Québec: vers une inspection obligatoire des véhicules de huit ans et plus

Dossiers
vendredi, 10 septembre 2010
À ceux qui reprochent au Québec de ne pas encore avoir de programme d’inspection des émissions automobiles polluantes, patience : un plan est à mijoter et il pourrait bien prendre une forme plus sensée que ce qui s’est fait ailleurs.

Au cours des prochains mois, un comité d'aviseurs nommé par la ministre du Développement durable et de l’Environnement, Line Beauchamp, devrait officiellement proposer que l’on s’attaque aux émissions des voitures âgés de huit ans et plus.

Selon une étude ontarienne, c’est en effet à cet âge automobile que l’on note une substantielle hausse de la pollution au bout du tuyau d’échappement. À peine 4% des véhicules âgés de six ans et moins outrepassent les normes, mais à huit ans, cette proportion triple. Et elle ne cesse d’augmenter avec les années, pour atteindre les 27% de « délinquance » chez les véhicules de 12 ans et plus.

C’est donc du côté du parc automobile plus âgé qu’il faut principalement se tourner, dit Pierre Beaudoin, directeur principal des services techniques chez CAA-Québec. Non sans coïncidence, M. Beaudoin est aussi président de la Table de concertation sur l’environnement et les véhicules routiers. À ce titre, il participe activement aux discussions du comité aviseur:

« Ailleurs, par exemple aux États-Unis, les programmes d’inspection monopolisent trop d’automobilistes, dit-il. Ici, ce que l’on propose, c’est de cibler les pollueurs. Un peu comme si on ne vaccinait contre la grippe que les gens les plus à risque. »

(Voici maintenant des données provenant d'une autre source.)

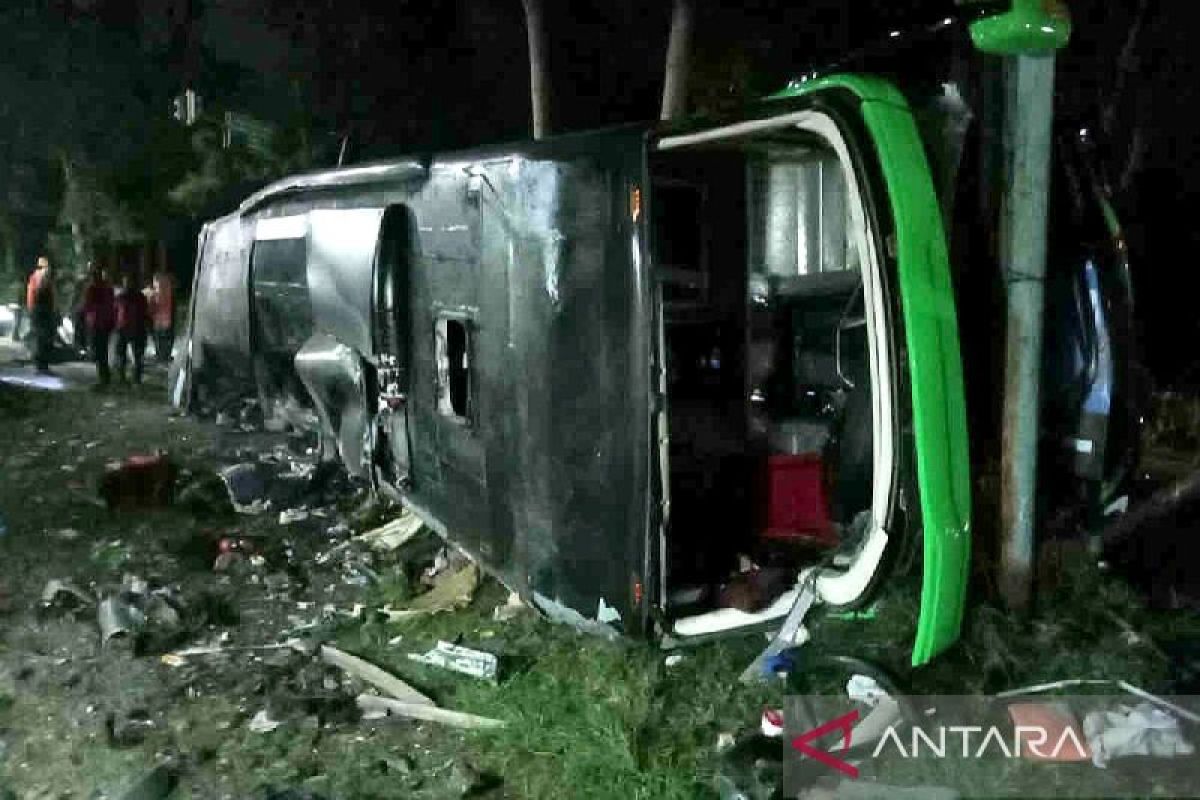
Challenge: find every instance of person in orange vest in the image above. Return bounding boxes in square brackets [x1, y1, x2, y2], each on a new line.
[150, 270, 175, 363]
[83, 266, 116, 386]
[116, 273, 149, 384]
[25, 255, 58, 373]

Pour l’heure, le « Programme d’inspection des véhicules de huit ans et plus » n’en est qu’au stade d’ébauche. Il faut encore fixer les normes de pollution, déterminer qui procédera aux inspections, définir de quelle façon et avec quels équipements l’on vérifiera les émissions.

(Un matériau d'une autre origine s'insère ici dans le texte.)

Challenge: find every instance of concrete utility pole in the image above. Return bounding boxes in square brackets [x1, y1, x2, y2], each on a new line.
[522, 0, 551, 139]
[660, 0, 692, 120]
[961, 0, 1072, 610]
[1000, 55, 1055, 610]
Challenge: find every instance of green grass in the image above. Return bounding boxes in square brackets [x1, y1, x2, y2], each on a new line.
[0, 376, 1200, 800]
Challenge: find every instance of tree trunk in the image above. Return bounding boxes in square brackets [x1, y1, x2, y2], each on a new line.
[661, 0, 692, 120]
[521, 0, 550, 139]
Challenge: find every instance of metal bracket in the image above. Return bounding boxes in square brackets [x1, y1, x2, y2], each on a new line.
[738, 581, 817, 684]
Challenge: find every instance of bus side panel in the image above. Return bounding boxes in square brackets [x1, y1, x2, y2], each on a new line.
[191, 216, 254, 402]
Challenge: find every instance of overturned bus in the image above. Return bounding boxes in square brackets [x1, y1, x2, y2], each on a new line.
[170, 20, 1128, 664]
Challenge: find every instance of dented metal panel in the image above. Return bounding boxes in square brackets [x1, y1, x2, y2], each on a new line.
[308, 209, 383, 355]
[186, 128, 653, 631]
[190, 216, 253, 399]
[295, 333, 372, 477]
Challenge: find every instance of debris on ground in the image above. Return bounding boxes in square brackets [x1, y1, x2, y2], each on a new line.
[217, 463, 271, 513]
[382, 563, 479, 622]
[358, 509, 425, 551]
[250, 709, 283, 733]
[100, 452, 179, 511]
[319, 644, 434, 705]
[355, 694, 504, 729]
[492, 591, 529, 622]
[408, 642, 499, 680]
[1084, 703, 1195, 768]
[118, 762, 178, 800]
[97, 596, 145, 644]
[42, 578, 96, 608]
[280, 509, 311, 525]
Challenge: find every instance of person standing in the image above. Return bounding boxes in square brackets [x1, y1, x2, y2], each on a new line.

Au passage, il faudra éviter les ratés des tout premiers programmes implantés au sud de nos frontières, alors que les garagistes se faisaient offrir, par des automobilistes pollueurs et malhonnêtes, pots-de-vin contre vignettes de conformité…

Ici, soutient Pierre Beaudoin, l’inspection surviendrait lors de transactions entre acheteurs et vendeurs, de sorte qu’un véhicule de plus de huit ans qui faillirait au test anti-pollution ne pourrait être immatriculé de nouveau. L’implication de la Société de l’assurance automobile du Québec et son système centralisé ferait en sorte, dit encore M. Beaudoin, qu’il serait difficile de brouiller les cartes.

Ce test, qui devrait réclamer plus ou moins 100$ du portefeuille, pourrait bien faire d’une pierre, deux coups.

Dans un premier temps, il empêcherait évidemment de remettre sur la route les véhicules les plus pollueurs. Dans un second, il inciterait les automobilistes, soucieux de la valeur de revente de leur voiture, à bien l’entretenir, de sorte qu’elle puisse passer l’épreuve environnementale haut la main.

« Et rappelons qu’une voiture bien entretenue signifie des économies de 15% à 20% à la pompe!» dit M. Beaudoin.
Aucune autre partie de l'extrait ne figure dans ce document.